C'est en suivant le texte de Polybe avec le plus grand scrupule, et sans nous permettre la plus légère déviation du sens littéral, que nous sommes parvenus à un résultat aussi satisfaisant. Nous avons suivi cet auteur avec une confiance d'autant plus complète, dans la vérité et l'exactitude de ce qu'il nous raconte, qu'il nous avait dit au chapitre 48, cité dans l'introduction : Je parle de toutes ces choses avec assurance, car elles m’ont été racontées par ceux qui vivaient dans le temps ; j’ai visité les lieux moi-même, et j’ai fait le voyage au travers des Alpes pour les voir et pour les connaître.

D'ailleurs le récit de Polybe porte en lui-même les preuves de la vérité ; tout, est clair, précis, naturel, tout est conforme à la position des lieux ; les distances s'accordent parfaitement avec les itinéraires romains et avec les mesures prises sur les meilleures cartes ou par les voyageurs. Le journal qu'il nous donne s'accorde aussi avec les distances et avec l'espace qu'une armée nombreuse peut parcourir chaque jour dans une longue marche. On ne peut donc s'empêcher de reconnaître que Polybe est le seul auteur original, le seul qui dût nous servir de guide dans les recherches que nous venons de terminer.

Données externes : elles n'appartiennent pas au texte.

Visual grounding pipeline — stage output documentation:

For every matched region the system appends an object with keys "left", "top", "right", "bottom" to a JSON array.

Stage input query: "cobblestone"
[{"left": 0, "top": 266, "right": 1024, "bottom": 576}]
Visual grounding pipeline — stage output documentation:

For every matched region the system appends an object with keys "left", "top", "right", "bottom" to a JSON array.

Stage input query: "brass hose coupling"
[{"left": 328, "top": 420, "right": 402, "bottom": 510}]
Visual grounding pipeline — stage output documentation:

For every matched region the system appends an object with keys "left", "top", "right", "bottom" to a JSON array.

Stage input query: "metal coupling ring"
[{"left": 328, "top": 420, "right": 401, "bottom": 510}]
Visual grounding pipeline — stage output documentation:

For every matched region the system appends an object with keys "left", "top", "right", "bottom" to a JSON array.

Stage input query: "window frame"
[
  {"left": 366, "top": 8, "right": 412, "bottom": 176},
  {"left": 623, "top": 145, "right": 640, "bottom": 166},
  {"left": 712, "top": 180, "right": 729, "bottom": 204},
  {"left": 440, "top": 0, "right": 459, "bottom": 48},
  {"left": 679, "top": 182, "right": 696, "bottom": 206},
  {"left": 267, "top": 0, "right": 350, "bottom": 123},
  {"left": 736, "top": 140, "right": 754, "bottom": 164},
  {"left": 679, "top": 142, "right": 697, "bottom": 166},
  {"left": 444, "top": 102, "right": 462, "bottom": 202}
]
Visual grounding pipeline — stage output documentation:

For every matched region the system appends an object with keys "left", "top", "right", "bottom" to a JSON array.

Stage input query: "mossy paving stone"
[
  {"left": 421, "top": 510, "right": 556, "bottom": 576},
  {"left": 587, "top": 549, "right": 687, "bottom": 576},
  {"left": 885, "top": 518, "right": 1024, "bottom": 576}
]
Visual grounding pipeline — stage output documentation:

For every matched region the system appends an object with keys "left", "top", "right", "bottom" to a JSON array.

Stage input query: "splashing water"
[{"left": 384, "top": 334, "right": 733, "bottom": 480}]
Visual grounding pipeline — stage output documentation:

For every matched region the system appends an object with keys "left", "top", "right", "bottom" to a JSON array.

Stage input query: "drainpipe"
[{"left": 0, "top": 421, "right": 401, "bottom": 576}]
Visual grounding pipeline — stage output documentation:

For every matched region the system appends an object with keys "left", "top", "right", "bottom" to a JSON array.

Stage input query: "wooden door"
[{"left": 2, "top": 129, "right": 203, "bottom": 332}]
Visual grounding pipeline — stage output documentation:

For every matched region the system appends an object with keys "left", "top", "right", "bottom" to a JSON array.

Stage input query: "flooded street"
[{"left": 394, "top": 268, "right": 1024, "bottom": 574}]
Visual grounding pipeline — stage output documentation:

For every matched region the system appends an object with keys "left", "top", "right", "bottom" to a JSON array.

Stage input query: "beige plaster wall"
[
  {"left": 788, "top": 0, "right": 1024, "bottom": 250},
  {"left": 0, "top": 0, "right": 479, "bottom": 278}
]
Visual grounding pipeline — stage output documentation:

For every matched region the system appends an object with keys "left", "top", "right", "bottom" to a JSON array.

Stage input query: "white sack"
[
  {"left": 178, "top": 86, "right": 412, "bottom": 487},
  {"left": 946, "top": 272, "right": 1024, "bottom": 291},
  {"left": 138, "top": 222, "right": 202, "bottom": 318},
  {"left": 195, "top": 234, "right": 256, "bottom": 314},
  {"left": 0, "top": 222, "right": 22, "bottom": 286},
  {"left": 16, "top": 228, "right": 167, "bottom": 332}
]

C'est ainsi que cessent les incertitudes qui duraient depuis le temps de Tite-Live, c'est-à-dire depuis dix-neuf siècles, sur la route qu'Annibal avait suivie pour traverser les Alpes.

Mais notre travail ne serait pas complet si nous ne réfutions pas les opinions des auteurs qui nous ont précédés, et en particulier celle de Tite-Live, qui a été l'origine de toutes les incertitudes que nous venons de dissiper. Cette réfutation fera le sujet du second livre de cet ouvrage.

 

 

 



[1] Voyages dans les Alpes, § 955.

[2] Voyages dans les Alpes, § 958-960.

[3] Voyages dans les Alpes, § 971.

[4] Histoire de Polybe, traduite du grec par Dom Vincent Thuillier, avec un commentaire par M. de Folard, etc., tom. IV, p. 107. Amsterdam, 1729.

[5] Histoire de Polybe, traduite du grec par Dom Vincent Thuillier, avec un commentaire par M. de Folard, etc., tom. IV, p. 73. Amsterdam, 1729.